Since Sebastian Masuda made his New York art debut with Colorful Rebellion – Seventh Nightmare at KiangaEllis Projects in 2014, the 6%DOKIDOKI founder has garnered legions of fans in the area who are attracted to his use of pastels and his one-of-a-kind style. The Ambassador of Kawaii has returned to the Big Apple several times for a variety of events, including the installation of a giant Hello Kitty near Japan Society and the first Waku Waku in Brooklyn.

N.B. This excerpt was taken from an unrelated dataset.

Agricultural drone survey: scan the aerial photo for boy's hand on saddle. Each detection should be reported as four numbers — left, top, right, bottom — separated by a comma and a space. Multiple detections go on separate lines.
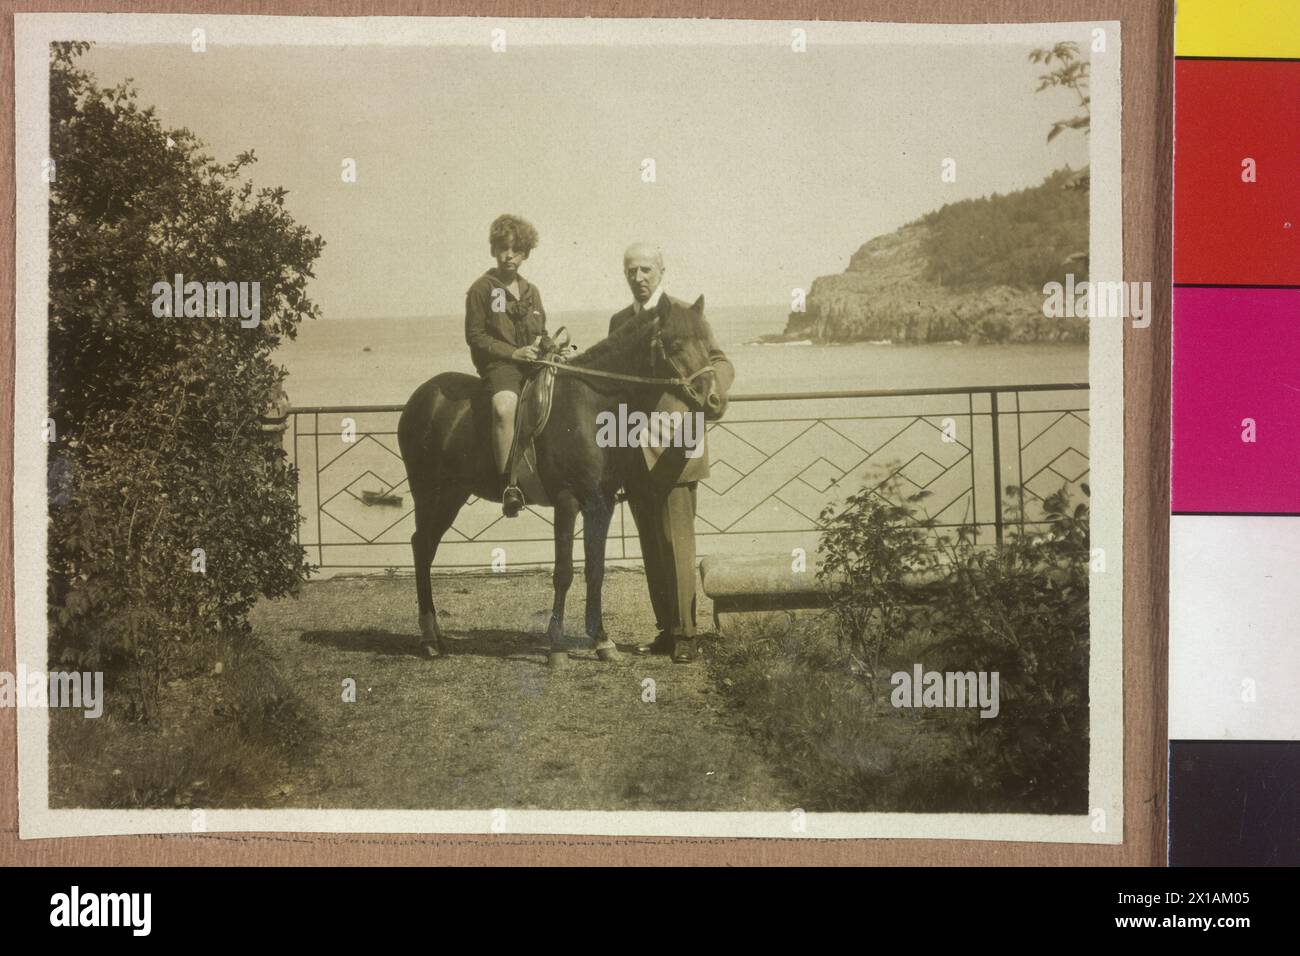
512, 344, 540, 362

His work is back in the city with True Colors: Sebastian Masuda, which opened on October 27 and is on display at the Ronin Gallery until December 3. Held in conjunction with Asian Contemporary Art Week, the exhibition features works divided into three series: Colorful Rebellion, True Colors, and Emotion.
If you’re older than 30, some of the items may remind you of your long-discarded childhood toys. Legos, curling irons and brushes, pieces of your Barbie house, and the spatula from the pretend kitchen of a six-year-old child are tightly scattered across circular and rectangular works on Ronin Gallery’s walls. Although the items seem as if Masuda purchased them at yard sales in rural America, the artist says most of the toys were made in China and sold in Japan.
Still there is a familiar quality of the whimsical Cream Soda and Chocolate, works that evoke memories of birthday parties and ice cream float sessions at your local diner. Everywhere cute stuffed animals peer at the viewer, inviting them to enter Masuda’s playful world.
But not everything in the exhibition is pinks and pastels, flowers and butterflies, ribbons and bows. Interspersed with the cuteness in this exhibition are darker pieces, in both color and theme. Masuda’s Emotion series does not convey the same softness found in Colorful Rebellion and True Colors. In contrast with those series, the Emotion works are edgier, with metallic colors and broken guns and plastic hair dryers littered in a chaotic arrangement. Mice and one-eyed birds take the places of white unicorns and fluffy bunnies. Pieces named Anger, Jealousy, and Destroy give kawaii, which literally means cute in Japanese, a new twist.
“Kawaii is not necessarily cute . . . It’s a statement of resistance to the current social environment,” Masuda says.
True Colors: Sebastian Masuda is a departure for the Ronin Gallery, a family-run Japanese and East Asian art gallery that houses the largest private collection of prints from the 17th through 21st centuries. An artist like Masuda is not typically found among the Hokusai, Hiroshige, and Yoshitoshi ukiyo-e prints for which the gallery is best known. While Ronin is no stranger to contemporary Japanese art – it showed the works of Keisuke Yamaguchi (OZ) and other young artists this summer for their inaugural Ronin/Globus Artist-in-Residence Program – Masuda, who was born in Chiba in 1970, creates the type of art that is unlike anything seen at the gallery.
To see the works in person is the best way to experience and appreciate the details of Masuda’s colorful world. You’ll understand why Masuda says, “Color carries an emotional impact and frees the mind.”